Von Regine Walch
20. Januar 2009
Der 20. Januar 2009 wird in die Geschichte eingehen. Nicht nur, weil an diesem Tag zum ersten Mal ein Afroamerikaner Präsident der USA wurde und eine afroamerikanische Familie in das Weiße Haus, das von Sklaven erbaut wurde, einzog, sondern auch, weil es ein Tag ist, wie ihn die Welt noch nie zuvor erlebt hat. Das Amt des mächtigsten Manns der Welt übernimmt jemand, den die Mehrheit der Weltbevölkerung zu ihrem Präsidenten gewählt hätte. Laut Umfragen von BBC World Service hätten sich nur Israel, Georgien und die Philippinien für seinen Opponenten McCain entschieden.
Nach der achtjährigen desaströsen Amtszeit von Bush tritt Obama mit dem Versprechen auf die Weltbühne, die politische Wende herbeizuführen, die sich die US-Amerikaner (vor allem die Jungen, Frauen und Minderheiten) erwählt haben, die sich die Weltbevölkerung ersehnt hat. Endlich, nach zwanzig Jahren, so Joscha Schmierer, sei mit der Wahl für Obama die Chance real, nach der Blockauflösung 1989 und dem nachfolgenden „Durcheinander“, mit der (ordnenden) Weltpolitik zu beginnen.
Anfang einer neu ordnenden Weltpolitik ?
Die Hoffnungen wie die Herausforderungen, denen sich Obama stellen will und muss, sind riesig: Die größte Finanz- und Wirtschaftskrise nach dem 2. Weltkrieg, neben dem Irak-Krieg, Afghanistan und Guantánamo, der Mittlere Osten, der Iran und die Konfliktregionen in Afrika, aber auch Fragen der Energiesicherheit und des Klimawandels. Noch nie zuvor sah sich ein US-Präsident so vielen Problemen gegenüber, die sein sofortiges Handeln verlangen.
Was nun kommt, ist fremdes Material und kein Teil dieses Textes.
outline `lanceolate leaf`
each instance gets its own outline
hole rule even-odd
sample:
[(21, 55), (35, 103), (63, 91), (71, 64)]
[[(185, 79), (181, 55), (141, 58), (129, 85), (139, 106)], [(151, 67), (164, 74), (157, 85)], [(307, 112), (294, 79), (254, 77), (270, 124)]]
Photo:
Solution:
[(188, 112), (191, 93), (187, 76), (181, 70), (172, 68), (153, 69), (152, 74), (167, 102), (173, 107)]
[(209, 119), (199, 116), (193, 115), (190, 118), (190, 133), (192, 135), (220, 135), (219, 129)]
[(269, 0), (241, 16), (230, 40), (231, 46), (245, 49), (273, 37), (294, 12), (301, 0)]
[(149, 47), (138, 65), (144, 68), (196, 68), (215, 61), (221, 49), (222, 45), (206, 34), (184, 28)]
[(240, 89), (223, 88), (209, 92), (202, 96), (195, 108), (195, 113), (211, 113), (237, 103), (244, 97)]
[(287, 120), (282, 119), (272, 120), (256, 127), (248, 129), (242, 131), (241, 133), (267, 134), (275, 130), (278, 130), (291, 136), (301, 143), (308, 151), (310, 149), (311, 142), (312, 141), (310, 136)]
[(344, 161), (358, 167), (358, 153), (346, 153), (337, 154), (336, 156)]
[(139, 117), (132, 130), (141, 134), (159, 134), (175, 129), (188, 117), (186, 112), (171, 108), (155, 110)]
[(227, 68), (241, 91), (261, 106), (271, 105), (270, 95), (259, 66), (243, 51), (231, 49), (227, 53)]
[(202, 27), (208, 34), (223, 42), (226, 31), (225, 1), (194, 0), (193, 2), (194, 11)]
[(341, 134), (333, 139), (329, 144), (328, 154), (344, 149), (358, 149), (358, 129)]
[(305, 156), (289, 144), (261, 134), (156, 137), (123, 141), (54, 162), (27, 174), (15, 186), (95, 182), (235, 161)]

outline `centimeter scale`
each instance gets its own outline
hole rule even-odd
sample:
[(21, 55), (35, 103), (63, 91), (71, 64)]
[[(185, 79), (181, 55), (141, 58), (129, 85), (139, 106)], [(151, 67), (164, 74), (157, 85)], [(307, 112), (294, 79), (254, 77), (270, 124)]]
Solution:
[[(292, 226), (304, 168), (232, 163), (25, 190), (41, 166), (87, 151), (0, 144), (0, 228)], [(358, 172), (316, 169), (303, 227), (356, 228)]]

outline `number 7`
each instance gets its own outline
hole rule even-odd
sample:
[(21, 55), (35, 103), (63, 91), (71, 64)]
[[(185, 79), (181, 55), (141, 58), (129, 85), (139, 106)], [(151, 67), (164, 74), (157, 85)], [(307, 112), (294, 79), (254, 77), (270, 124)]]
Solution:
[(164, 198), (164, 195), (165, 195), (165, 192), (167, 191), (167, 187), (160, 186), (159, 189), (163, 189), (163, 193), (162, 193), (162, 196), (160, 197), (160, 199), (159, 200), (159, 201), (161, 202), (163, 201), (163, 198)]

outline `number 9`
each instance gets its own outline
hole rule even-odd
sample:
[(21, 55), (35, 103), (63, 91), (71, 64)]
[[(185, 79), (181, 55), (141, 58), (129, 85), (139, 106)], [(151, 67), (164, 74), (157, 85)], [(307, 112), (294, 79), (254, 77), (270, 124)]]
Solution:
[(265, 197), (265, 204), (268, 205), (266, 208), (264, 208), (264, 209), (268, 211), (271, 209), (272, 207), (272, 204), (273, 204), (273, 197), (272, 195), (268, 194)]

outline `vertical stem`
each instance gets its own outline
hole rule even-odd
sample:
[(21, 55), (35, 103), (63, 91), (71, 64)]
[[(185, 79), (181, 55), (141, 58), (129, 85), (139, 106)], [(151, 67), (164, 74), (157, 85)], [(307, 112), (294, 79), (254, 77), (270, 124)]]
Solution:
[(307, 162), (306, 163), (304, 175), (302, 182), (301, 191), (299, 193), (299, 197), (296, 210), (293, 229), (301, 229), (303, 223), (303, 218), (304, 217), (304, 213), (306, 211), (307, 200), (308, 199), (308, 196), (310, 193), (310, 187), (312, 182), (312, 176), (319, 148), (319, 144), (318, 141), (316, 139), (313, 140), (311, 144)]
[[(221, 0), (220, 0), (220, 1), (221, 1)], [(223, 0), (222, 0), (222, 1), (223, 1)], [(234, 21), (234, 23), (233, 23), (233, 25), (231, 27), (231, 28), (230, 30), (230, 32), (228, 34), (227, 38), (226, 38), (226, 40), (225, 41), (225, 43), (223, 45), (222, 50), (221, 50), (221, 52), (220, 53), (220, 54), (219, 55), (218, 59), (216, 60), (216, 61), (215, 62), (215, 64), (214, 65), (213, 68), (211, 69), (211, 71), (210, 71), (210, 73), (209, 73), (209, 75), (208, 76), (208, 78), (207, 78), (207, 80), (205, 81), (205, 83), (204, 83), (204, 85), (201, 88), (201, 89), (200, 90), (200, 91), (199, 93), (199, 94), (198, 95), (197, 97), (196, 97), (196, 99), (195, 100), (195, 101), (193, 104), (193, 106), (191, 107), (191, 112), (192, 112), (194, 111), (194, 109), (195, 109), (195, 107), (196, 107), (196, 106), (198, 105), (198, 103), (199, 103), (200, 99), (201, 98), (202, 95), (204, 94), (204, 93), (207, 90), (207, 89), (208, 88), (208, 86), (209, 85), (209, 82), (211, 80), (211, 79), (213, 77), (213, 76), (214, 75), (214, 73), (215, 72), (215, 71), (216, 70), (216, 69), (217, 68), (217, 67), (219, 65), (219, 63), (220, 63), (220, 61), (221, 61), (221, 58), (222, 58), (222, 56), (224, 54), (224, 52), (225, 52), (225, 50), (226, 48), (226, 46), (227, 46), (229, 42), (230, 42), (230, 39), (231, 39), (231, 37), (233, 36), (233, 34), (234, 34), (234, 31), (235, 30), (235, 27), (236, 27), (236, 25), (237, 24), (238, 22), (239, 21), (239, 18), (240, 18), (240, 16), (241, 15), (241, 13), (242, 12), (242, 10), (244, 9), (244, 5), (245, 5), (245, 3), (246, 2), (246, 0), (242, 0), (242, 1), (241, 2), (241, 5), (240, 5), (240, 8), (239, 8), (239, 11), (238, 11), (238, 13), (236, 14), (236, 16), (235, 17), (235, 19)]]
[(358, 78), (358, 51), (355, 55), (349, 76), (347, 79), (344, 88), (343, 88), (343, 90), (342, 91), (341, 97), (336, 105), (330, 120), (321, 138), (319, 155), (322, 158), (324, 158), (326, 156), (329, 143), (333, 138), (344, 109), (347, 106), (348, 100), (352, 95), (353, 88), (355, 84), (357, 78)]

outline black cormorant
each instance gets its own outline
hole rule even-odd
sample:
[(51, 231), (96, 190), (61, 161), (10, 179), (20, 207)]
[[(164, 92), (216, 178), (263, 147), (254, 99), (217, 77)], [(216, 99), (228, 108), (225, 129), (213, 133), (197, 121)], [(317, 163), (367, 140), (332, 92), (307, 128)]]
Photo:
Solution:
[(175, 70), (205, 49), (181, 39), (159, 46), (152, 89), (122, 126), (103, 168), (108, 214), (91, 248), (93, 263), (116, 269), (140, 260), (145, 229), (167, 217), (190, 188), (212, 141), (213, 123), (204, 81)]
Sein Start nach der Wahl im November zeugt von seiner Fähigkeit, schnell, direkt und mit Geschick zu handeln. Die Wahl seines Teams weckt bei der Weltöffentlichkeit und bei den Medien Lob und Vertrauen. So reagierte beispielsweise die Wall Street auf die Nominierung seines Wirtschaftteams mit Timothy Geithner an der Spitze mit Optimismus.
Die Prioritäten hat Obama für seine Regierung klar gesteckt: die Finanzkrise und Rezession zu bewältigen, den Krieg im Irak zu beenden und die Lage in Afghanistan zu verbessern.
Latinos - die größte Minderheit in den USA
Die Latinos im eigenen Land, inzwischen mit 45 Millionen Personen zur größten Minderheit angewachsen (15 Prozent der gesamten Bevölkerung der USA), hat Obama keinesfalls vergessen. Obama ist es gelungen, die Ressentiments, die nicht wenige Latinos gegenüber Afroamerikanern hatten, zu überwinden. Viele junge Immigranten aus Lateinamerika überzeugten ihre Eltern 2008, sich für die Wahl registrieren zu lassen und zum ersten Mal in ihrem Leben zur Wahlurne zu gehen. Resultat: Zehn Millionen Latinos wählten, und davon stimmten 68 Prozent für Obama. Noch nie zuvor haben in den USA so viele Hispanics gewählt. Selbst in Florida, der Heimat der Exilkubaner, die traditionell republikanisch wählten, hat Obama mehr Stimmen bekommen, als McCain.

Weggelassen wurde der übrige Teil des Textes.